# SnowEx Spreader Box Not Working



## EvenCutLawnCare (Aug 12, 2008)

Just bought a used SnowEx VeeProo 8000 Spreader with a truck. The Control Box has power going into the box but not coming out of the box. So I have no power to the auger, vibrator, or spinner. Could the box be bad or is it maybe something simple?
I'm Kinda new to this kind of product so any help will be greatly appreciated.
Thanks,Matt


----------



## got-h2o (Sep 26, 2008)

Probably the box and they're pricey. Usually the first thing to go is the rocker switch. Try replacing that with just a plain ol' switch and see if that fixes it. I have a Western one for sale if you end up needing one, they're all pretty much the same thing. This one is brand new, installed for the dealer, then removed from a new truck b/c the customer took the truck without the plow/spreader.


----------



## flykelley (Dec 29, 2003)

EvenCutLawnCare;666418 said:


> Just bought a used SnowEx VeeProo 8000 Spreader with a truck. The Control Box has power going into the box but not coming out of the box. So I have no power to the auger, vibrator, or spinner. Could the box be bad or is it maybe something simple?
> I'm Kinda new to this kind of product so any help will be greatly appreciated.
> Thanks,Matt


Do yourself a favor and get rid of that snowex controller, they will fail at any given time. Call Bob Karrier at Karrier Company in Ohio. just do a google search and his company name will pop up. He is a controller wizard and he can help you. If you do need a new one his are cheaper than snowex and they will last. If you buy another snowex controller it will just happen again, and Bobs controllers are plug and play.

Regards Mike


----------



## EvenCutLawnCare (Aug 12, 2008)

flykelley;666851 said:


> Do yourself a favor and get rid of that snowex controller, they will fail at any given time. Call Bob Karrier at Karrier Company in Ohio. just do a google search and his company name will pop up. He is a controller wizard and he can help you. If you do need a new one his are cheaper than snowex and they will last. If you buy another snowex controller it will just happen again, and Bobs controllers are plug and play.
> 
> Regards Mike


Okay Thanks Man! I appreciate the help.
S&W? What Model?


----------



## basher (Nov 13, 2004)

We stock the Karrier replacement units send me an email or give Kim a call at 888 4482464.


----------



## rcpd34 (Jan 16, 2004)

flykelley;666851 said:


> Do yourself a favor and get rid of that snowex controller, they will fail at any given time. Call Bob Karrier at Karrier Company in Ohio. just do a google search and his company name will pop up. He is a controller wizard and he can help you. If you do need a new one his are cheaper than snowex and they will last. If you buy another snowex controller it will just happen again, and Bobs controllers are plug and play.
> 
> Regards Mike


Ditto! I hate to tell you, but the 8000 is junk unless the salt is _pristine_. The weak link in that salter is the control box. They all fail sooner or later and SnowEx will not warranty them, or repair them. They will only sell you a replacement for *crazy* money. The Karrier is a much better unit. I've had a few and they are far superior. Bob is more than willing to answer any questions you may have. Good luck!


----------



## got-h2o (Sep 26, 2008)

rcpd34;669492 said:


> Ditto! I hate to tell you, but the 8000 is junk unless the salt is _pristine_. The weak link in that salter is the control box. They all fail sooner or later and SnowEx will not warranty them, or repair them. They will only sell you a replacement for *crazy* money. The Karrier is a much better unit. I've had a few and they are far superior. Bob is more than willing to answer any questions you may have. Good luck!
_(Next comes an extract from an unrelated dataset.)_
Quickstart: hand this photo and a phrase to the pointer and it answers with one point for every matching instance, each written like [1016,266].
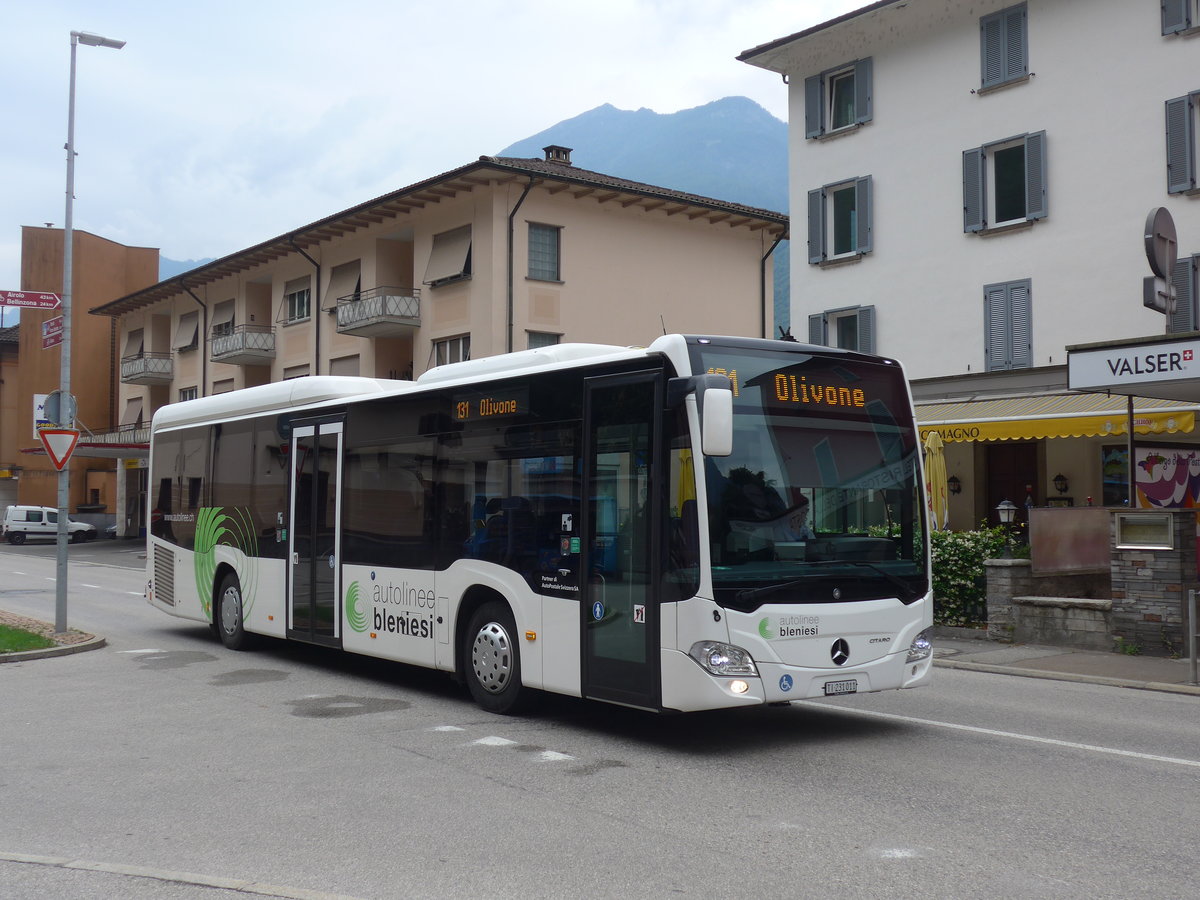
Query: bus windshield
[820,501]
I'd say calling the 8000 junk is a little excessive. They're good spreaders, Snowex controllers on the other hand aren't the greatest. I know many people that use and have used the 8000's commercially for many seasons without 1 single complaint. One that I know of added a second vibrator, that helped out a lot with distribution.


----------



## EvenCutLawnCare (Aug 12, 2008)

got-h2o;669514 said:


> I'd say calling the 8000 junk is a little excessive. They're good spreaders, Snowex controllers on the other hand aren't the greatest. I know many people that use and have used the 8000's commercially for many seasons without 1 single complaint. One that I know of added a second vibrator, that helped out a lot with distribution.


This one has a secondary vibrator added also.


----------



## rcpd34 (Jan 16, 2004)

got-h2o;669514 said:


> I'd say calling the 8000 junk is a little excessive. They're good spreaders, Snowex controllers on the other hand aren't the greatest. I know many people that use and have used the 8000's commercially for many seasons without 1 single complaint. One that I know of added a second vibrator, that helped out a lot with distribution.
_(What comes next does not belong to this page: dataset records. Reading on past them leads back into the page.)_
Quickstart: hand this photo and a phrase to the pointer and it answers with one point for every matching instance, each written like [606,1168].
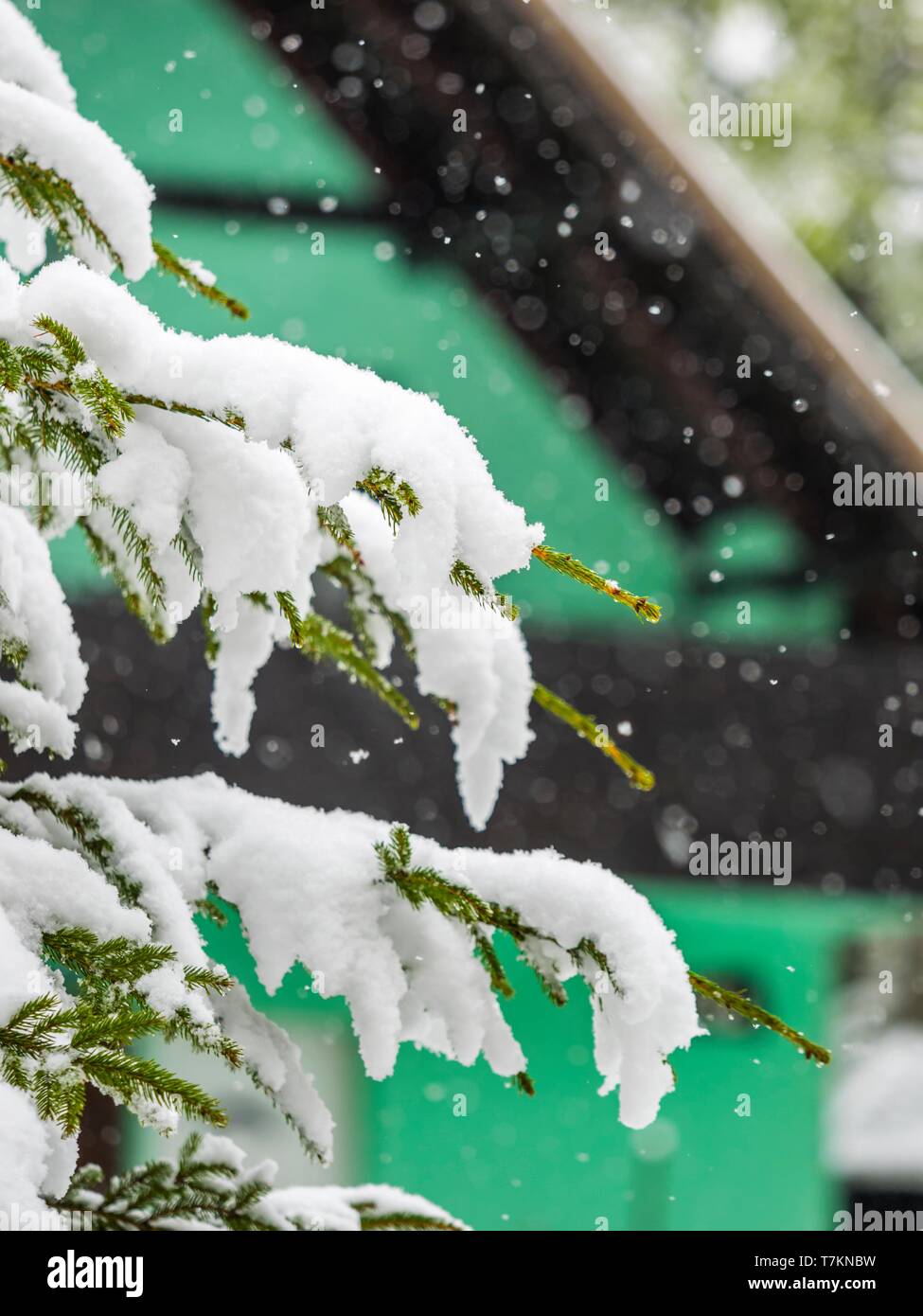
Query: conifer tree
[218,479]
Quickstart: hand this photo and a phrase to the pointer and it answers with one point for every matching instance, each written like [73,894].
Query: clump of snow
[27,62]
[310,891]
[248,502]
[34,616]
[115,194]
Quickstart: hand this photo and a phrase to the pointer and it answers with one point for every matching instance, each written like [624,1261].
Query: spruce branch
[84,829]
[473,586]
[185,273]
[568,565]
[46,196]
[320,638]
[425,886]
[393,495]
[51,1050]
[747,1008]
[403,1221]
[589,729]
[203,1190]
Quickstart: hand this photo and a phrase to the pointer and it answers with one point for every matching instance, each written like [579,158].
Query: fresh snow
[310,891]
[315,425]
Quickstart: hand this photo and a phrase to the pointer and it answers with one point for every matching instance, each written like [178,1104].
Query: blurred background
[666,347]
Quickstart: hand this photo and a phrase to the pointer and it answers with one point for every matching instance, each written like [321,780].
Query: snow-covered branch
[225,476]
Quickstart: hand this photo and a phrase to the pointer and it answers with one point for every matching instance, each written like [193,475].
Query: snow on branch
[226,472]
[104,880]
[209,1186]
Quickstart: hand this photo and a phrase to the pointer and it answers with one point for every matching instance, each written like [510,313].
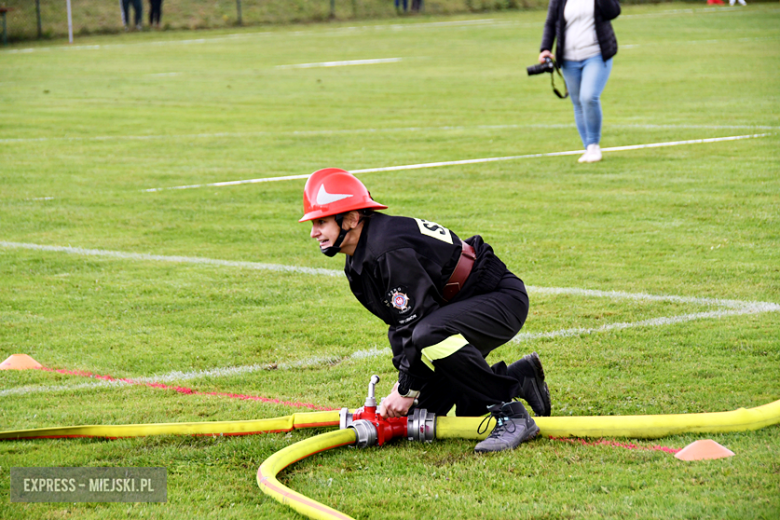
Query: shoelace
[501,424]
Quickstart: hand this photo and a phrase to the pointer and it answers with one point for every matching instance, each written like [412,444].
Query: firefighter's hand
[394,405]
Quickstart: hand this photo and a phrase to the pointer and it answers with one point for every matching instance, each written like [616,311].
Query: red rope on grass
[614,444]
[185,390]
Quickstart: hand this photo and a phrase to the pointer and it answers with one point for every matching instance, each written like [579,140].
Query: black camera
[547,66]
[550,66]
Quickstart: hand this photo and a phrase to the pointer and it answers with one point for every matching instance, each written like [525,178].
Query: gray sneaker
[529,372]
[513,426]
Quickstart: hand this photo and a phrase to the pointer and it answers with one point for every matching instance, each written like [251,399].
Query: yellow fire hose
[652,426]
[266,474]
[633,426]
[278,424]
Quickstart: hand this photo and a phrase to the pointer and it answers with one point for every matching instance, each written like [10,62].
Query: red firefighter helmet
[332,191]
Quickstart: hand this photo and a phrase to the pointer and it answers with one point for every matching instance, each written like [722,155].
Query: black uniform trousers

Sorry, but in my opinion, they _are_ junk. This is firsthand experience. I had an 1875 for years and it was the best tailgate spreader I ever used. I then moved up to the 8000 and it was a nightmare. It is little more than an oversized tailgate spreader. Absolutely _no_ customer support. SnowEx and the distributor were fighting back and forth trying to get my issues resolved. I finally disputed the charge on my credit card (luckily it was not too late), and told them where to pick it up and that finally got their attention. I got a free second vibrator, but it still wan't enough. I spent _dozens of hours_ digging out the hopper to find a small rock or chunk of salt binding up the works. The auto reverse doesn't free up jams. In this business time is money and it cost me a lot of money. If you use bagged or clean, dry pristine salt, you will be fine. Try using bulk like they say it was designed for and you will be very disapointed. I've seen the 8500 and that looks much better as they have seemed to address a lot of concerns, but I'm tired of being SnowEx's unpaid Research and Developement department so I'm not going to find out.


----------



## got-h2o (Sep 26, 2008)

I just didn't see it as necessary to badmouth the poor guy's new purchase, that's all


----------



## EvenCutLawnCare (Aug 12, 2008)

got-h2o;669617 said:


> I just didn't see it as necessary to badmouth the poor guy's new purchase, that's all


Well we all gotta start somewhere and the thing was included with a truck and plow combo that I got WORTH THE MONEY. So ill put a new box in it and see what happens.


----------



## got-h2o (Sep 26, 2008)

Best of luck, keep us posted


----------



## EvenCutLawnCare (Aug 12, 2008)

got-h2o;669804 said:


> Best of luck, keep us posted


Will do, Thanks for the help guys!


----------



## rcpd34 (Jan 16, 2004)

Not trying to bash him, but he should know what he's in for. Hey if it came with the truck, then he's ahead of the game!


----------